Argentiniens Ex-Präsidentin im Kriminal

Chauffeur notierte Schmiergeldzahlungen, einer ihrer Jugendfreunde gründete Bauimperium

Ein Staatsanwalt wurde ermordet, einen Tag bevor er seine Anklage präsentieren konnte. Etliche Geschäftsleute sind wegen Bestechung in Haft. Doch erst jetzt, nach jahrelangem Tauziehen zieht sich auch die Schlinge um die argentinische Ex-Präsidentin Cristina Fernández de Kirchner zu.

Das Parlament hat in der Nacht auf Donnerstag den Weg frei gemacht für Hausdurchsuchungen in den zahlreichen Villen und Wohnungen der 65-jährigen Politikerin der sozialistischen Partei, die sich mit ihrem verstorbenen Mann und Amtsvorgänger Néstor Kirchner schamlos bereichert haben soll.

Dummerweise hat ein Chauffeur und Geldbote der Kirchners darüber Tagebuch geführt, wann er von wem, wie viel kassiert und zu den Kirchners transportiert hat.

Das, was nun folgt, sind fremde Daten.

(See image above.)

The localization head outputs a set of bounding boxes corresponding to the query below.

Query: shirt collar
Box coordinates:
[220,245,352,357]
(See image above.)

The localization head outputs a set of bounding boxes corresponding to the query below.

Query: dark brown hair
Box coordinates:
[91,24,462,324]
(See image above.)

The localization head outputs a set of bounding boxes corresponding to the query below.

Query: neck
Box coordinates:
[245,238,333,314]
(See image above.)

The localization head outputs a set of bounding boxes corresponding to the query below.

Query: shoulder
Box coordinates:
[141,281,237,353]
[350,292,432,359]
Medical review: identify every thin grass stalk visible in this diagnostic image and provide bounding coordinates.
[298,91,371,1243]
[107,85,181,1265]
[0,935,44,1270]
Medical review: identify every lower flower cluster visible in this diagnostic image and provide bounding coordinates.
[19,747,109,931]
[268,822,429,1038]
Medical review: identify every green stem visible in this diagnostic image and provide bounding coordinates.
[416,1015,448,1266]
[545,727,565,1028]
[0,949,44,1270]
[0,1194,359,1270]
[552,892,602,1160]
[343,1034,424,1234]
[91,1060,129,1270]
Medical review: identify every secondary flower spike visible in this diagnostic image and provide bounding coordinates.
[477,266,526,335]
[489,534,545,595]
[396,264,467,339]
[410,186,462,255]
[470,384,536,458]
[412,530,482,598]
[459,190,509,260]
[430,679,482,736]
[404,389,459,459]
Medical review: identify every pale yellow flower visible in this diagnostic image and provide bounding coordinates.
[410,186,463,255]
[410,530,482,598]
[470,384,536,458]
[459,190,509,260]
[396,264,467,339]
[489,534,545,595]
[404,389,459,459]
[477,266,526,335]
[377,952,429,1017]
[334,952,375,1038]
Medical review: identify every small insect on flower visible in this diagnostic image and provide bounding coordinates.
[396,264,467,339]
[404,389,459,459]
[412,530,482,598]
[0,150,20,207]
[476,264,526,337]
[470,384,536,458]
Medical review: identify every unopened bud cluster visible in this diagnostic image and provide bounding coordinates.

Die Beschlagnahmung des Tagebuchs wurde Anfang August bekannt und seither kommt es in Buenos Aires immer wieder zu Protestkundgebungen gegen die „Königin der Mafia“, die sich als politisch Verfolgte sieht.

Die Kirchners sollen während ihrer Regierungszeit von 2003 bis 2015 staatliche Bauaufträge von insgesamt 3,3 Milliarden Dollar an ein „befreundetes“ Bauunternehmen vergeben haben. Dabei sollen bis zu einer Milliarde Dollar unterschlagen worden sein.

Das offizielle Vermögen Kirchners beläuft sich aber nur auf fünf Millionen Dollar. Der Bauunternehmer Lazaro Baez, ein Jugendfreund von Néstor Kirchner, legte dafür eine beeindruckende Karriere vom Bankkassier zum Multimillionär hin. Er sitzt wegen Verdachts auf Geldwäscherei (in einem ganz anderen, viel kleineren Fall) in Haft. Doch die Justiz vermutet eine kriminelle Vereinigung: Ein ehemaliger Planungsminister ist in U-Haft. Und der ehemalige Staatssekretär für öffentliche Arbeiten wurde im Juni verhaftet.

Kloster-Groteske

Der gute Mann hatte sich eines Nachts dabei erwischen lassen, als er mit einem halbautomatischen Gewehr bewaffnet, Banknoten und Luxusuhren im Wert von 8,7 Millionen Dollar in zwei Kartoffelsäcken in ein Kloster außerhalb von Buenos Aires schmuggeln und dort in Sicherheit bringen wollte.

Trotz dieser Groteske sieht Cristina Kirchner in den Ermittlungsrichtern Gehilfen der konservativen Regierung von Mauricio Macri.

Die Ex-Präsidentin hat seit 2015 ein Verfahren wegen Dollar-Manipulation der argentinischen Zentralbank am Hals.

Größtes Aufsehen erregte außerdem der Mord am Untersuchungsrichter Alberto Nisman im Jänner 2015, einen Tag bevor dieser der Abgeordnetenkammer seine Vermutungen über die Vertuschung der wahren Schuldigen eines Bombenanschlags mit 85 Toten auf ein jüdisches Zentrum im Jahr 1994 darlegen konnte. Den Kirchners wurde Strafvereitelung zugunsten iranischer Geschäftsleute vorgeworfen.

Der Chauffeur hat Schmiergelder in der Höhe von 140 Millionen Euro im Tagebuch dokumentiert. Von zwölf Verdächtigen in U-Haft haben bereits acht gestanden.